Okay, I won’t start with the cliché that “rules are meant to be broken”, but I’m pretty sure that more than a few photography enthusiasts would agree with me when I say that the well-known Rule of Thirds doesn’t really work all the time.
For the benefit of the uninitiated, the Rule of Thirds is a popular composition guideline for photography and design, where you’re asked to visualize your image as divided into nine equal parts, pretty much like the one shown below:
The Rule says that the prominent elements of your picture must be placed along the lines, or intersections in the grid. Below is an image that more or less follows the said rule:
Works pretty well in the photo above, right? The prominent element is placed on the lower left intersection while the horizon is aligned with the upper-horizontal line of the imaginary grid. However, more experienced photographers may actually consider the Rule of Thirds as more of a guideline than an actual rule. There are some instances when shots would look better (and actually make more sense) when this composition guideline isn’t followed.

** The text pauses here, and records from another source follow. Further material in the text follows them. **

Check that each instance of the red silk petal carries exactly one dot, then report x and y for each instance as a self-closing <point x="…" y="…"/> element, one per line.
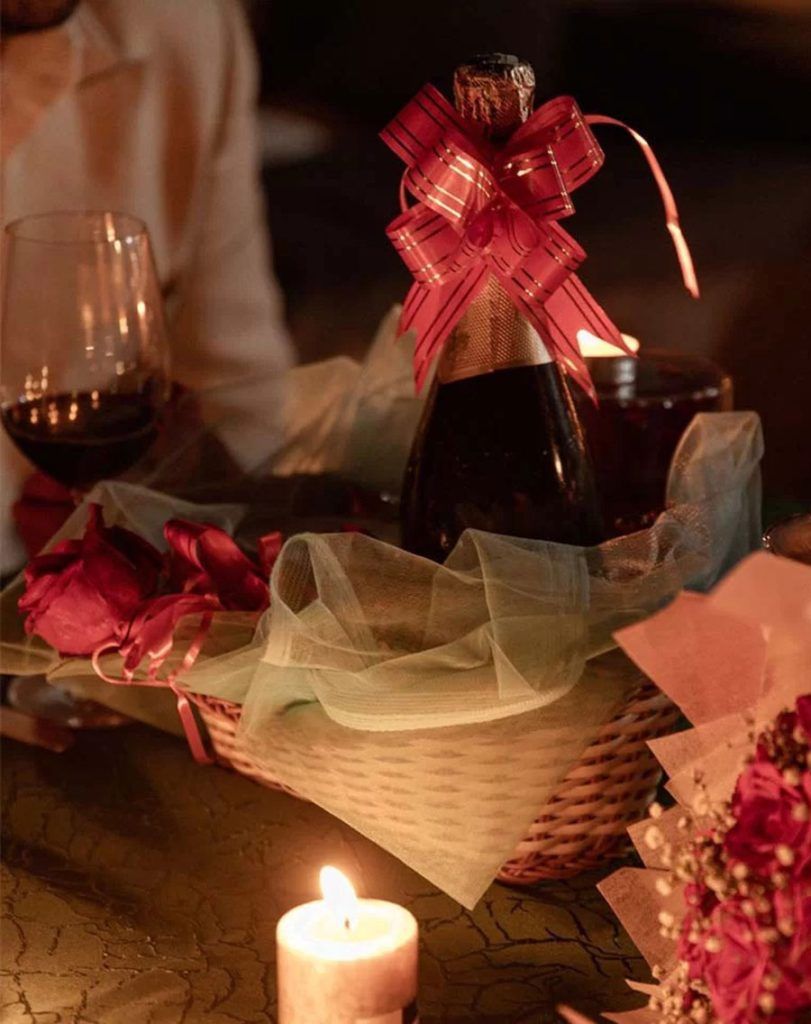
<point x="152" y="632"/>
<point x="205" y="560"/>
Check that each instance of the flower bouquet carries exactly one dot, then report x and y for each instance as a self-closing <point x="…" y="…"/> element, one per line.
<point x="722" y="911"/>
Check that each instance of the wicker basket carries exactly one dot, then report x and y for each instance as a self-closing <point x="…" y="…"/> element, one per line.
<point x="585" y="821"/>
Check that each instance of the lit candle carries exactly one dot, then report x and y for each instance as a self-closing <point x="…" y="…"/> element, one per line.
<point x="346" y="961"/>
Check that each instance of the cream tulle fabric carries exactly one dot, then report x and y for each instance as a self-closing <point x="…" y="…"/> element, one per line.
<point x="433" y="708"/>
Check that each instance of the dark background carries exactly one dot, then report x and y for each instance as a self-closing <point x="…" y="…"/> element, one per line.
<point x="720" y="89"/>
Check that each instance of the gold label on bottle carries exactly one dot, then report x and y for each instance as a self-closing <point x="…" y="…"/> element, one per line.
<point x="491" y="336"/>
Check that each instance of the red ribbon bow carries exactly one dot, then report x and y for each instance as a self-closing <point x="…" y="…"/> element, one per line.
<point x="485" y="210"/>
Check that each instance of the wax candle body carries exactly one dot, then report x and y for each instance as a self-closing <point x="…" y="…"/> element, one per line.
<point x="329" y="973"/>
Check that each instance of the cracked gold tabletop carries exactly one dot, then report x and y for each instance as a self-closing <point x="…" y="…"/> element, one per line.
<point x="141" y="889"/>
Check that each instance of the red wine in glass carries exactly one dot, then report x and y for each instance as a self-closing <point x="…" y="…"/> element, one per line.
<point x="84" y="369"/>
<point x="81" y="437"/>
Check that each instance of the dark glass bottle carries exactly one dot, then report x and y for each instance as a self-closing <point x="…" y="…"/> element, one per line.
<point x="500" y="446"/>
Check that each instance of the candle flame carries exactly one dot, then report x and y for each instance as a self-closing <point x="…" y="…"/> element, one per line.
<point x="339" y="896"/>
<point x="591" y="345"/>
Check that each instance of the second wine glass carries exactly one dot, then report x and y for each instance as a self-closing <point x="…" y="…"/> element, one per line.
<point x="85" y="364"/>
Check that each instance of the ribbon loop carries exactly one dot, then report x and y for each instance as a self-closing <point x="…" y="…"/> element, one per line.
<point x="483" y="210"/>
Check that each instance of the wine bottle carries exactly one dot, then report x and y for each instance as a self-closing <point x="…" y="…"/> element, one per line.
<point x="500" y="446"/>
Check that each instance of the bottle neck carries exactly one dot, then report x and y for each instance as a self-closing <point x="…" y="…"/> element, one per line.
<point x="491" y="336"/>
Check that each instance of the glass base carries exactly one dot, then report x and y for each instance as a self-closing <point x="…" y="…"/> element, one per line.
<point x="35" y="695"/>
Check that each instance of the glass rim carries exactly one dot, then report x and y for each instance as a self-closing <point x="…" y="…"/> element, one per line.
<point x="125" y="226"/>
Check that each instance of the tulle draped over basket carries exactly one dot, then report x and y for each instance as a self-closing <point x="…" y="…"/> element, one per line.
<point x="433" y="708"/>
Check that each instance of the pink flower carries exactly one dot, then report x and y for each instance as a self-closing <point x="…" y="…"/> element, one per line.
<point x="83" y="593"/>
<point x="804" y="715"/>
<point x="769" y="812"/>
<point x="734" y="972"/>
<point x="203" y="559"/>
<point x="793" y="914"/>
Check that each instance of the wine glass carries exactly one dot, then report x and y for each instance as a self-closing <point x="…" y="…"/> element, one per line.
<point x="84" y="369"/>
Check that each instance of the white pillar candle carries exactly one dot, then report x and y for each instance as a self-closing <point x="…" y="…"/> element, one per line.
<point x="346" y="961"/>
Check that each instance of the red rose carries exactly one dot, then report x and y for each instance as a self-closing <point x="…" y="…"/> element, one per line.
<point x="769" y="812"/>
<point x="804" y="714"/>
<point x="203" y="559"/>
<point x="749" y="966"/>
<point x="84" y="593"/>
<point x="793" y="913"/>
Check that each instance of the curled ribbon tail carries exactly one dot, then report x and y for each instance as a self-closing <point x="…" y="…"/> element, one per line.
<point x="683" y="254"/>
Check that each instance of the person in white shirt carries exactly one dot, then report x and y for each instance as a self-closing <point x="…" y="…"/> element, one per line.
<point x="148" y="108"/>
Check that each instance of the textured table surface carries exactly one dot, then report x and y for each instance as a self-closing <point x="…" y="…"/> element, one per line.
<point x="141" y="889"/>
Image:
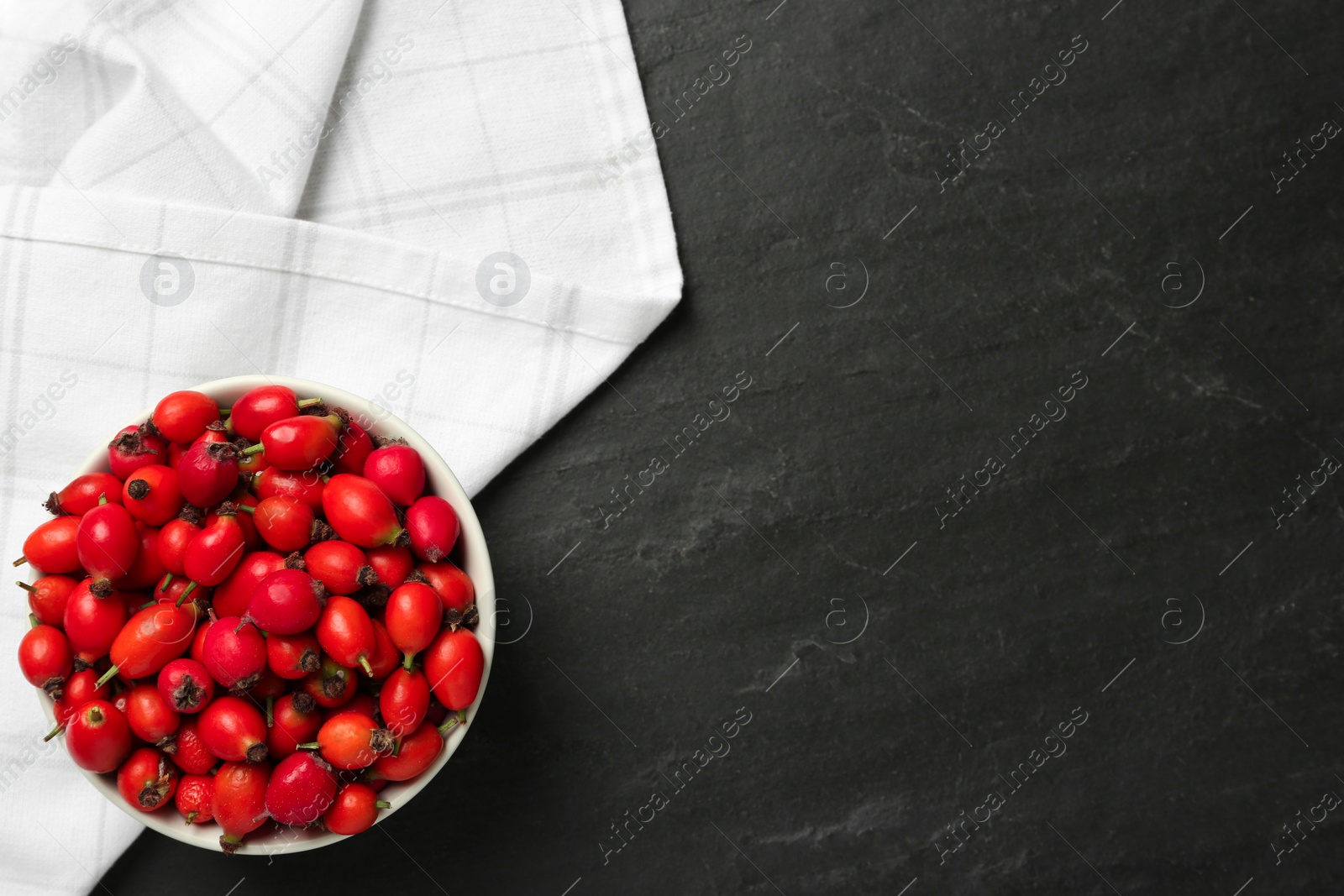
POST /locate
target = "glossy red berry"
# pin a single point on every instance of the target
(215, 551)
(47, 597)
(192, 757)
(293, 656)
(295, 720)
(353, 741)
(284, 523)
(234, 593)
(299, 443)
(134, 449)
(339, 566)
(147, 779)
(45, 658)
(53, 546)
(360, 512)
(454, 665)
(181, 417)
(97, 736)
(302, 789)
(391, 563)
(398, 470)
(286, 602)
(354, 810)
(433, 527)
(261, 407)
(346, 633)
(151, 718)
(234, 653)
(93, 624)
(403, 700)
(84, 492)
(413, 617)
(233, 728)
(207, 473)
(239, 805)
(454, 586)
(186, 685)
(307, 486)
(195, 794)
(152, 495)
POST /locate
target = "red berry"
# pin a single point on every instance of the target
(295, 720)
(286, 602)
(233, 728)
(293, 656)
(286, 523)
(151, 495)
(416, 752)
(300, 790)
(261, 407)
(215, 550)
(403, 700)
(98, 736)
(181, 417)
(239, 805)
(151, 640)
(207, 473)
(454, 665)
(353, 741)
(307, 486)
(93, 624)
(147, 779)
(47, 597)
(433, 527)
(195, 794)
(234, 593)
(151, 718)
(346, 633)
(331, 685)
(192, 757)
(51, 546)
(186, 685)
(391, 563)
(355, 810)
(339, 566)
(360, 512)
(134, 449)
(174, 539)
(234, 653)
(46, 658)
(454, 586)
(299, 443)
(84, 492)
(398, 470)
(413, 617)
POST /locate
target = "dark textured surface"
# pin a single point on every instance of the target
(701, 595)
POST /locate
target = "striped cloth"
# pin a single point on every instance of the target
(452, 208)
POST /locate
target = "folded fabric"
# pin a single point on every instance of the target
(420, 203)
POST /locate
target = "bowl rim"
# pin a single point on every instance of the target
(476, 563)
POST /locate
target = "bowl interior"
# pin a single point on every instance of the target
(272, 839)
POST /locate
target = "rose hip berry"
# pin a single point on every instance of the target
(186, 685)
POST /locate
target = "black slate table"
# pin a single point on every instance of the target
(1014, 564)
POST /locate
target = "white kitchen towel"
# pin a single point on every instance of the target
(452, 208)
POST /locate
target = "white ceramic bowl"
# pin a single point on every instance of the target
(476, 562)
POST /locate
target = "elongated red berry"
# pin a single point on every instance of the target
(360, 512)
(239, 805)
(53, 546)
(84, 492)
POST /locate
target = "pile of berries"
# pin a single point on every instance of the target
(253, 616)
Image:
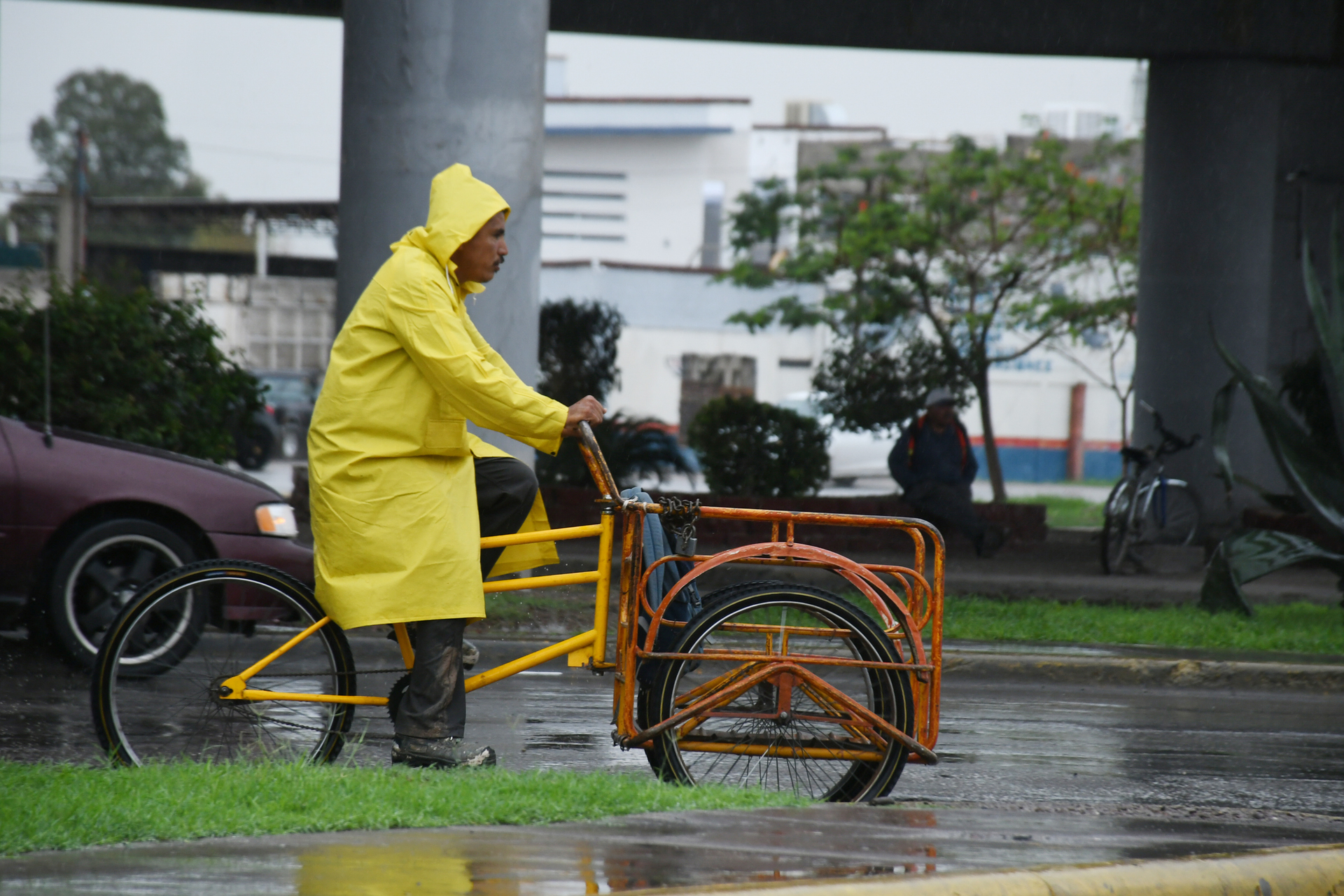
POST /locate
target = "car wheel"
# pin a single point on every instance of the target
(254, 448)
(100, 571)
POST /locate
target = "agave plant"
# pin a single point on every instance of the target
(1313, 470)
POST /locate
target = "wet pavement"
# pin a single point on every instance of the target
(1032, 773)
(667, 849)
(1003, 741)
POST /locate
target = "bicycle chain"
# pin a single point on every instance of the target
(679, 517)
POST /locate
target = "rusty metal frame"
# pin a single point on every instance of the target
(905, 620)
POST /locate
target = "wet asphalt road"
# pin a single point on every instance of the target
(1002, 742)
(1031, 774)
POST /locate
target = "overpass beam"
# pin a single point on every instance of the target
(1222, 220)
(429, 83)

As seen in the example above, portrait shots show more emphasis and simplicity to the subject when it’s positioned at the dead center of the image. Much more when there are a lot of things going on in the background and you want to set the subject as the center of focus of the viewer.
Prominent Horizontal Lines
Horizontal lines in pictures (like horizons, for example), are easiest to position to follow the Rule of Thirds. Doing so adds more depth and dimension to an image.
However, positioning the horizontal line at the dead center of the image also creates an effect of balance, and gives equal emphasis on both upper and lower halves of the picture. Check out the image below, where positioning the horizon at the center of the image equally shows the beauty of the sky above and the body of water under.
Sometimes you get shots that are beautifully symmetrical on both right and left sides, that it just feels wrong if you’re going to ruin the balance. Take for example the image below:
Seeing that the lines in the image are balanced well on both left and right sides, it wouldn’t feel right to place the subject off-center. When you can see that your subject is in almost perfect symmetry, it may create more impact when the object of interest is placed at the center of the frame.
Night Sky and Star Trail Shots
Let’s say you have this really awesome shot of the Milky Way – you’d definitely want to feature more the sky and less of the landscape in the frame, right?
In star trail and night sky shots like the one above, it only makes sense for you to move the horizon even lower to feature more of the sky. It also creates the impression of vastness of the night sky.
Under the right circumstances (and with enough skill), breaking the Rule of Thirds may actually make your shot more interesting and less predictable. But this doesn’t mean that you go ditch the Rule altogether and breaki it every chance that you get. Experimenting with composition is nice, but it’s a double-edged sword that can either make or break your shot.